Homeowners in Los Angeles typically sold after 9 years and earned $137,000 in profit.
Liz Kuball

With houses in the Los Angeles area fetching record prices, sellers pocketed some of the largest profits in the nation in 2017, according to a new report from Zillow.

Across Los Angeles and Orange counties, homeowners last year sold homes for around $137,000 more than the price they paid for the residence, amounting to a 33.1 percent gain in value.

In the city of Los Angeles, jumps in value were even more dramatic. Prices in 2017 were nearly 40 percent higher than what the seller paid, with a median dollar increase of $175,000.

The Los Angeles metro area was one of just five of the nation’s 35 largest housing markets where homeowners saw the price of their home increase by six figures between buying and selling.

Nationwide, sellers typically sold their homes for prices 20.8 percent higher than what they paid—for a total profit of $38,856.

According to the report, the median length of time LA-area sellers owned their homes before selling was just over nine years in 2017. That means that many of those who listed houses for sale last year bought during the Great Recession, when prices dropped off from levels that today’s home prices have only recently surpassed.

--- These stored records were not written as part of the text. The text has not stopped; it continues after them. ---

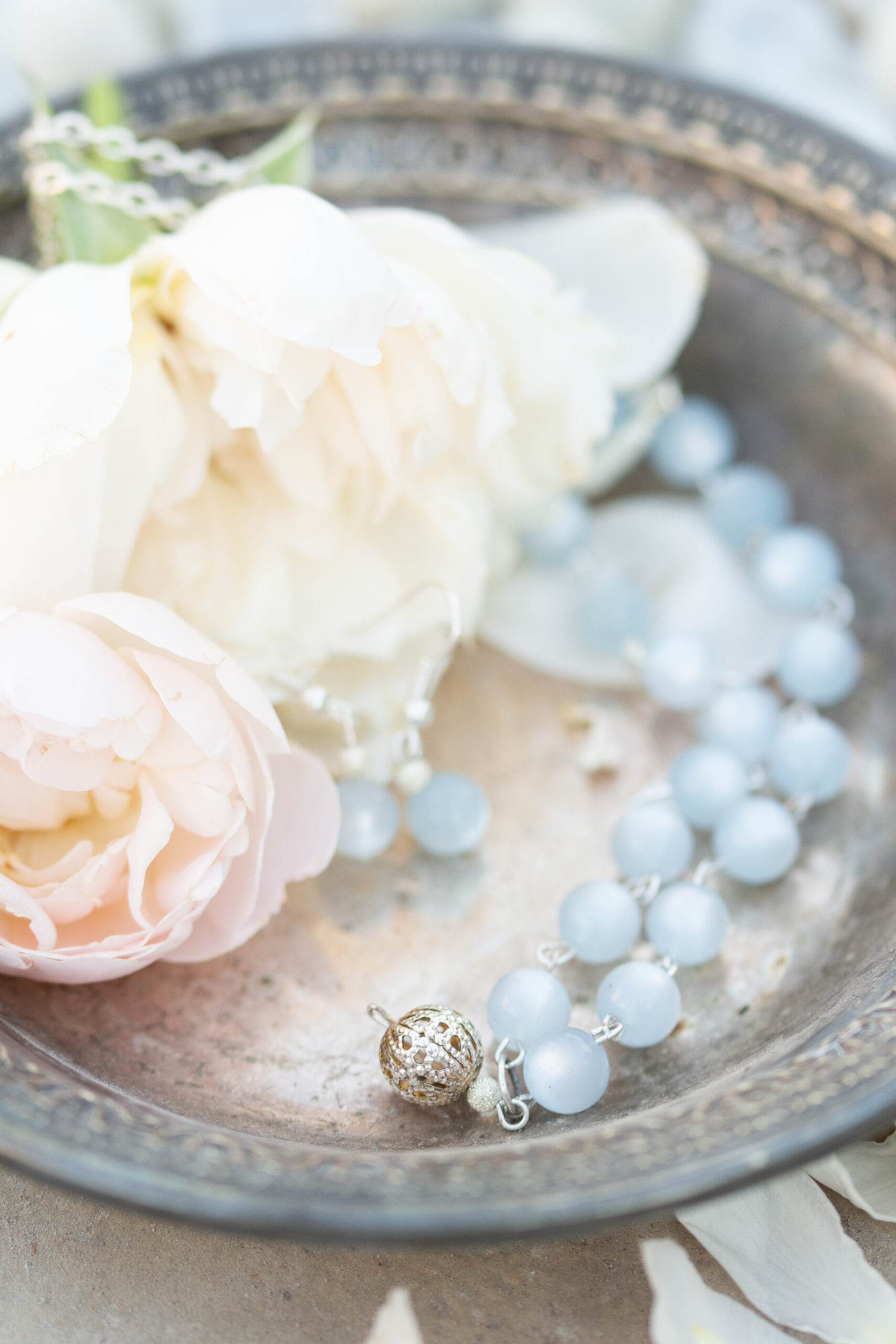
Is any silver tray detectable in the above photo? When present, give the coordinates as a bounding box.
[0,41,896,1239]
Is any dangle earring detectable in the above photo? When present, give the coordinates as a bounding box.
[301,579,492,860]
[370,398,862,1129]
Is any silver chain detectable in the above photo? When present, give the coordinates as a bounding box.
[20,111,247,187]
[19,111,260,238]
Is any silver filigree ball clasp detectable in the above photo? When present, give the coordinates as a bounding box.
[368,1004,482,1106]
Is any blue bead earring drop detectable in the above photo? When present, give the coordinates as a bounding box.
[372,398,861,1129]
[302,582,492,862]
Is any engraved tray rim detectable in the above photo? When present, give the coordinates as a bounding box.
[0,38,896,1241]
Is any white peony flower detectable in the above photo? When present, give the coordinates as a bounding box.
[671,1171,896,1344]
[0,593,339,984]
[480,495,794,687]
[0,185,705,747]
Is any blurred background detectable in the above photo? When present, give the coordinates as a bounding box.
[0,0,896,153]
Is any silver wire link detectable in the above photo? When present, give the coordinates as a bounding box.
[690,859,725,887]
[591,1012,622,1046]
[24,159,195,230]
[19,111,247,187]
[494,1036,532,1129]
[536,942,575,970]
[783,793,815,825]
[815,583,856,628]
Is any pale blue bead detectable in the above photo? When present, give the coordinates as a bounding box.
[517,495,589,564]
[336,780,399,859]
[559,881,641,965]
[523,1027,610,1116]
[650,396,735,485]
[642,634,719,710]
[486,967,572,1049]
[407,770,492,859]
[613,802,693,881]
[768,715,849,802]
[598,961,681,1047]
[670,744,747,831]
[700,686,781,765]
[579,578,650,653]
[705,463,790,548]
[712,799,799,884]
[646,881,730,967]
[752,527,841,612]
[778,621,862,704]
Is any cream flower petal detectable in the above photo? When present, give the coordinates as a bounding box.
[22,741,115,793]
[0,874,56,951]
[152,185,398,364]
[58,593,289,754]
[641,1238,790,1344]
[128,770,175,929]
[806,1133,896,1223]
[364,1287,423,1344]
[92,313,187,591]
[134,652,254,808]
[476,197,708,391]
[480,496,793,687]
[0,262,132,476]
[0,257,39,313]
[677,1172,896,1344]
[0,430,106,610]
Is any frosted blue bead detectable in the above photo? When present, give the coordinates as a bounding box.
[670,744,747,831]
[336,780,399,859]
[598,961,681,1047]
[646,881,730,967]
[768,715,849,802]
[752,527,841,612]
[705,463,790,548]
[559,881,641,965]
[650,396,735,485]
[700,686,781,765]
[517,495,588,564]
[642,634,719,710]
[778,621,862,704]
[486,967,572,1049]
[523,1027,610,1116]
[712,799,799,884]
[613,802,693,881]
[579,578,650,653]
[407,770,492,859]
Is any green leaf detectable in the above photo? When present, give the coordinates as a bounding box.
[81,79,133,182]
[246,108,320,187]
[35,79,159,265]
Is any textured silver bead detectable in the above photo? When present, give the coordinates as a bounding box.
[380,1005,482,1106]
[466,1074,501,1116]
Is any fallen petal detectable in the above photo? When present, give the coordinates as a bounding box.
[806,1133,896,1223]
[0,262,132,475]
[476,197,708,390]
[480,496,793,687]
[365,1287,423,1344]
[677,1172,896,1344]
[641,1238,790,1344]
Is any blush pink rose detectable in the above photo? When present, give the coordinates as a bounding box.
[0,593,339,984]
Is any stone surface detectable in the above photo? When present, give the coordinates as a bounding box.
[0,1167,881,1344]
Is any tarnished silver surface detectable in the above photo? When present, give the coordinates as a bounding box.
[368,1005,482,1106]
[0,44,896,1236]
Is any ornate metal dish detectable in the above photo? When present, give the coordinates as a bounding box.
[0,43,896,1238]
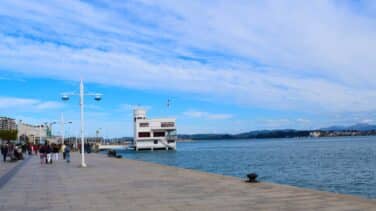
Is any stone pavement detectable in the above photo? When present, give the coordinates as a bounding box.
[0,154,376,211]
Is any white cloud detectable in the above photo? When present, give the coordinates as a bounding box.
[0,97,63,111]
[0,0,376,114]
[183,110,233,120]
[118,103,151,111]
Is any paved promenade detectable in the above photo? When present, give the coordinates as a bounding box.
[0,154,376,211]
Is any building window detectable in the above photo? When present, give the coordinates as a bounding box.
[154,132,165,137]
[140,122,149,127]
[138,132,150,138]
[161,122,175,127]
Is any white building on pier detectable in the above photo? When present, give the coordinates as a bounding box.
[133,109,176,150]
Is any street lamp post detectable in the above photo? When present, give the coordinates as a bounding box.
[60,112,72,145]
[61,80,102,167]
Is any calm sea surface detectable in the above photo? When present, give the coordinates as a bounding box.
[116,137,376,198]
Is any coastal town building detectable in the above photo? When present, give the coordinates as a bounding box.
[133,108,176,150]
[17,120,48,142]
[0,117,17,130]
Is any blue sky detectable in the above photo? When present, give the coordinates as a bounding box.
[0,0,376,137]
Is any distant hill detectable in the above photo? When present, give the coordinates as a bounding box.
[179,129,311,140]
[320,123,376,131]
[178,123,376,140]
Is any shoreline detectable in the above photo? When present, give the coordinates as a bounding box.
[0,153,376,210]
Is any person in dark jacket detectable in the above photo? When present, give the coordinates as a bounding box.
[64,144,71,163]
[45,143,52,164]
[1,144,8,162]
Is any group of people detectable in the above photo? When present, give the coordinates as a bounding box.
[0,142,23,162]
[0,141,73,165]
[39,143,71,165]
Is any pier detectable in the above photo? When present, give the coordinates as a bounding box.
[0,153,376,210]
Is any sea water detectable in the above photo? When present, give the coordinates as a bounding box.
[119,136,376,198]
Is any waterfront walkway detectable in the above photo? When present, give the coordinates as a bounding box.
[0,154,376,211]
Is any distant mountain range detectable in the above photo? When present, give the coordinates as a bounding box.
[178,123,376,140]
[319,123,376,131]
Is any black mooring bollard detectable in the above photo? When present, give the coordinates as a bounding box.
[247,173,258,183]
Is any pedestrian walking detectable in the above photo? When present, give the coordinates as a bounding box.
[39,145,46,165]
[61,144,66,160]
[64,144,71,163]
[45,143,52,164]
[52,144,59,161]
[1,144,8,163]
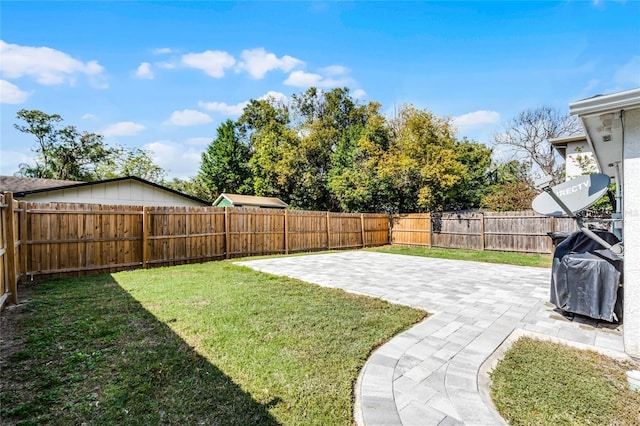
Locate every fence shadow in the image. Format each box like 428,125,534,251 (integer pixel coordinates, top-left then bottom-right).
0,275,281,425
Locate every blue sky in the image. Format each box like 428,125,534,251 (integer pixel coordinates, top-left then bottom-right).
0,0,640,178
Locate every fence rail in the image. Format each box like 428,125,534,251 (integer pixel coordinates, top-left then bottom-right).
0,192,596,308
391,211,577,254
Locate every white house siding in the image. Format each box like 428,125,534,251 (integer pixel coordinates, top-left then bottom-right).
565,140,598,180
623,108,640,357
24,181,202,206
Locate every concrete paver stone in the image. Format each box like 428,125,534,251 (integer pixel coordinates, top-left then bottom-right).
238,251,624,426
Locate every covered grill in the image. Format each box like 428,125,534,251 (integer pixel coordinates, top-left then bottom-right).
532,174,624,322
550,231,623,322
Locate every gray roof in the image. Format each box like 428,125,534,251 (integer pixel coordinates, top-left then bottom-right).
213,194,288,209
0,176,84,193
0,176,210,206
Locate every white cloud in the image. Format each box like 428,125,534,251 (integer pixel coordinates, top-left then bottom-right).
143,140,202,179
0,80,29,104
613,55,640,90
453,110,500,129
101,121,145,136
184,137,212,146
238,47,304,79
0,150,35,176
153,47,173,55
136,62,154,80
164,109,213,126
320,65,349,75
351,89,367,99
258,90,289,104
156,62,177,70
284,71,353,88
0,40,107,88
182,50,236,78
198,101,249,116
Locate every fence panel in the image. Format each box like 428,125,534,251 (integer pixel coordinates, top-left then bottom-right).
147,207,225,266
227,208,285,257
0,194,10,309
362,213,389,247
391,213,431,247
431,212,484,250
287,210,329,253
23,203,142,278
327,213,363,250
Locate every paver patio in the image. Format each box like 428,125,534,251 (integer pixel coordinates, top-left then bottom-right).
238,251,624,425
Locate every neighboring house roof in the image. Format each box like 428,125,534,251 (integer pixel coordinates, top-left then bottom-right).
0,176,84,193
213,193,289,209
0,176,210,206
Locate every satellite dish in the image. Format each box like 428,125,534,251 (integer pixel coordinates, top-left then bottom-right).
531,173,610,217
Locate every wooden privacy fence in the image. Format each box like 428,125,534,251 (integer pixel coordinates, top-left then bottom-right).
0,194,24,309
0,193,389,297
0,192,596,308
391,211,577,254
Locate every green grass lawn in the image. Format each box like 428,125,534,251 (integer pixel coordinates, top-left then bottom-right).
491,338,640,426
367,246,553,268
0,262,425,425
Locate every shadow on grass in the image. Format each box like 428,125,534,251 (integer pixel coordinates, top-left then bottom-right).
0,275,280,425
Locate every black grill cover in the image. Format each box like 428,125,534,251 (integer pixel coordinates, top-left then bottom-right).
551,231,622,322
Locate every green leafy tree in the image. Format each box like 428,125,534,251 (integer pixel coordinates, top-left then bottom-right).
480,180,537,212
494,106,582,184
444,138,492,210
162,176,213,202
238,99,299,203
379,105,467,212
329,103,391,212
480,160,537,211
291,87,371,210
15,109,114,181
97,148,167,183
198,120,253,199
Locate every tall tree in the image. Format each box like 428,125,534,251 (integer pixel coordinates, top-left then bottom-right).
480,160,537,211
443,138,492,210
379,105,467,212
15,109,114,181
494,106,582,183
329,102,391,212
198,120,253,199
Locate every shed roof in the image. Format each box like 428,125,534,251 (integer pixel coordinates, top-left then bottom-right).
0,176,84,193
213,193,289,209
0,176,209,206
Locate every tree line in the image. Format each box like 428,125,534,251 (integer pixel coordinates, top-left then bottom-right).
16,88,579,213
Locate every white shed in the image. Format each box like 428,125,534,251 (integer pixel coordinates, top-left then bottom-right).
0,176,210,207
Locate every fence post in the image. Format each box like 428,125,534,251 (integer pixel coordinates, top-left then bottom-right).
327,212,331,250
480,213,484,251
18,201,29,281
142,206,150,269
4,191,18,305
224,207,231,259
184,206,192,262
284,209,289,254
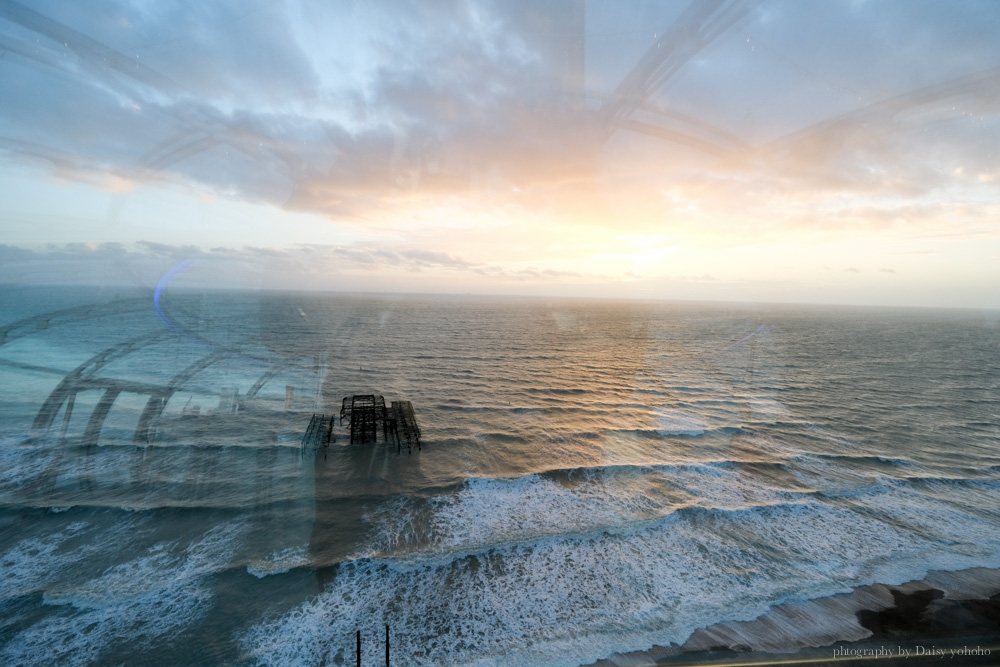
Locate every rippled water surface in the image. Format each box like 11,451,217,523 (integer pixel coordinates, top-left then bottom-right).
0,288,1000,665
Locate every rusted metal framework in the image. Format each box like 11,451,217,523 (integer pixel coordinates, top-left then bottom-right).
331,394,420,452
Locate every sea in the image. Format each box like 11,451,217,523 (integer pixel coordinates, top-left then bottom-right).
0,286,1000,667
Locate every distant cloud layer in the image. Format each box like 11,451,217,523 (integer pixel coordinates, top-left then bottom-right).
0,0,1000,304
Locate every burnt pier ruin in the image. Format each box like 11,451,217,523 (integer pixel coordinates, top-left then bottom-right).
302,394,421,453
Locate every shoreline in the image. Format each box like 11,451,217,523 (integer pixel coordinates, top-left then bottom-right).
582,568,1000,667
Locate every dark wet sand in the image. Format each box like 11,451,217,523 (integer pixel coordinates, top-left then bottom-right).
594,568,1000,667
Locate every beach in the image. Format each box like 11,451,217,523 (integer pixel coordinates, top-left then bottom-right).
0,288,1000,667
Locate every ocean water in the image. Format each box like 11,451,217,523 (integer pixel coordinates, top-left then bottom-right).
0,287,1000,666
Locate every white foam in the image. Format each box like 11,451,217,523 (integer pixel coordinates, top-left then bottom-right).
0,514,245,665
244,466,1000,666
247,546,311,579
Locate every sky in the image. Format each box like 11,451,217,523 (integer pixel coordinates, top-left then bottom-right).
0,0,1000,308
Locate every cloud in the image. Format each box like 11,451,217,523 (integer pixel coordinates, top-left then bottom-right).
0,0,1000,253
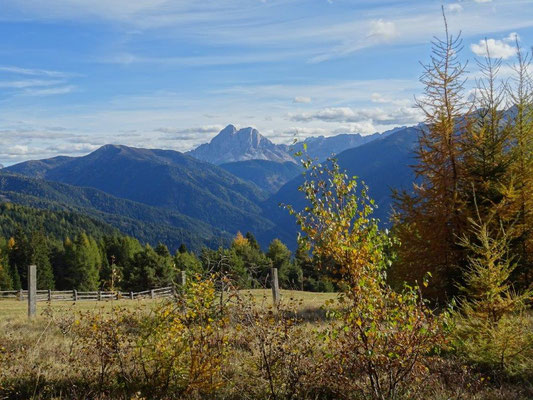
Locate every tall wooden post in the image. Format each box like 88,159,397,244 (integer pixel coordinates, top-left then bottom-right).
28,265,37,318
270,268,280,306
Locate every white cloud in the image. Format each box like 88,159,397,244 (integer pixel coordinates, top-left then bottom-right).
289,107,421,125
445,3,463,14
368,19,397,40
292,96,311,103
470,32,519,60
0,65,79,78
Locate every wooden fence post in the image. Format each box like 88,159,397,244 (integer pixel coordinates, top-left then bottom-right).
270,268,280,306
28,265,37,318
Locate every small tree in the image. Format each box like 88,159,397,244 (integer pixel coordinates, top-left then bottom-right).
455,214,533,374
288,160,443,400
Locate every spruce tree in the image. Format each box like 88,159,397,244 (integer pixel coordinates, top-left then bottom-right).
31,230,55,289
392,19,469,298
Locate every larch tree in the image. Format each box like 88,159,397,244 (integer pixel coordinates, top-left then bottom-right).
393,14,469,298
502,39,533,286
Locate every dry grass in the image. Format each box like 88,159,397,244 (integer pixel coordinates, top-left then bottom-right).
0,289,337,323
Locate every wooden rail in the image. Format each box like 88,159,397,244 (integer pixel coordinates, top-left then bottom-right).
0,286,174,301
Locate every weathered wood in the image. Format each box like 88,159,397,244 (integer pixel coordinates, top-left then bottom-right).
270,268,281,306
28,265,37,318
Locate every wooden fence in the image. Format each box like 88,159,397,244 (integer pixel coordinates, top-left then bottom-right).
0,265,280,318
0,286,175,301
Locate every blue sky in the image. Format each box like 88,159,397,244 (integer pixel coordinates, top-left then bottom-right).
0,0,533,165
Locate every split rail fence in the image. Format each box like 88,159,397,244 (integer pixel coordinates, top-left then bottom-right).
0,286,175,301
0,265,280,318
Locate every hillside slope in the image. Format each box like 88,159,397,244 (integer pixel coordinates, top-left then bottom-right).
220,160,302,194
263,127,419,245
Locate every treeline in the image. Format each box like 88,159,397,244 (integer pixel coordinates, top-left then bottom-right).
0,203,334,291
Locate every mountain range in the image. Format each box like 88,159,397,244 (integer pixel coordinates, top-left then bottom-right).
187,125,388,165
0,125,418,249
187,125,295,165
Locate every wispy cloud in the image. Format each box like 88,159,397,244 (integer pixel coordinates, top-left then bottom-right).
0,66,79,96
470,32,518,60
292,96,311,104
289,107,421,125
0,66,80,78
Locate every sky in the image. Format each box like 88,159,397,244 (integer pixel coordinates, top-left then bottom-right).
0,0,533,165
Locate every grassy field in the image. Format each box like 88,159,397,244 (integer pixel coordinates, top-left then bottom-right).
0,289,337,321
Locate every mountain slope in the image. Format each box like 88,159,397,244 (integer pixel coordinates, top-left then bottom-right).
0,171,231,249
7,145,273,233
220,160,302,193
187,125,295,165
292,133,381,161
263,127,419,244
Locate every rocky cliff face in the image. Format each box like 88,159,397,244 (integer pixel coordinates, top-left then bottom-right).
188,125,295,165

“Part of what we’re seeing is recovery from the housing bust,” says Sarah Mikhitarian, a senior economist with Zillow. She notes that in coming years, profits for sellers may not be as large because they’ll be less likely to have purchased homes during the crash.

Los Angeles was also one of eight metro areas where the average profit for sellers was enough to afford a 20 percent down payment on a new home, making it easier for sellers to return to the market as buyers.

But that doesn’t mean most homeowners are eager to list their residences. Mikhitarian points out that the number of homes on the market has declined 4 percent in the LA area since last year.

“It’s still really difficult to sell and then turn around and be a buyer in the LA market,” she says.

Rising interest rates may be scaring off some potential sellers who could face significantly higher mortgage payments when purchasing their next home.

Mikhitarian says that homeowners looking to move into a house with more space or upgrade into a fancier neighborhood may find that the profits from selling may not be quite enough to make that happen.

More homeowners staying put makes for a more competitive market, in which bidding wars are common and homes often sell for well above asking price.

It’s a complex landscape for buyers and sellers alike, and home values were up last year in some areas much more than others. Sellers in Inglewood, Bel Air, Ocean Park, and West Adams all saw price increases of at least 70 percent between buying and selling. In Downtown LA and downtown Long Beach, price gains were more modest—21.5 and 19.2 percent, respectively.

Bel Air sellers saw the largest profits by sheer dollar amount. Homeowners there sold their homes for nearly $1 million more than the purchase price. Typical time between buying and selling in Bel Air: 10.3 years.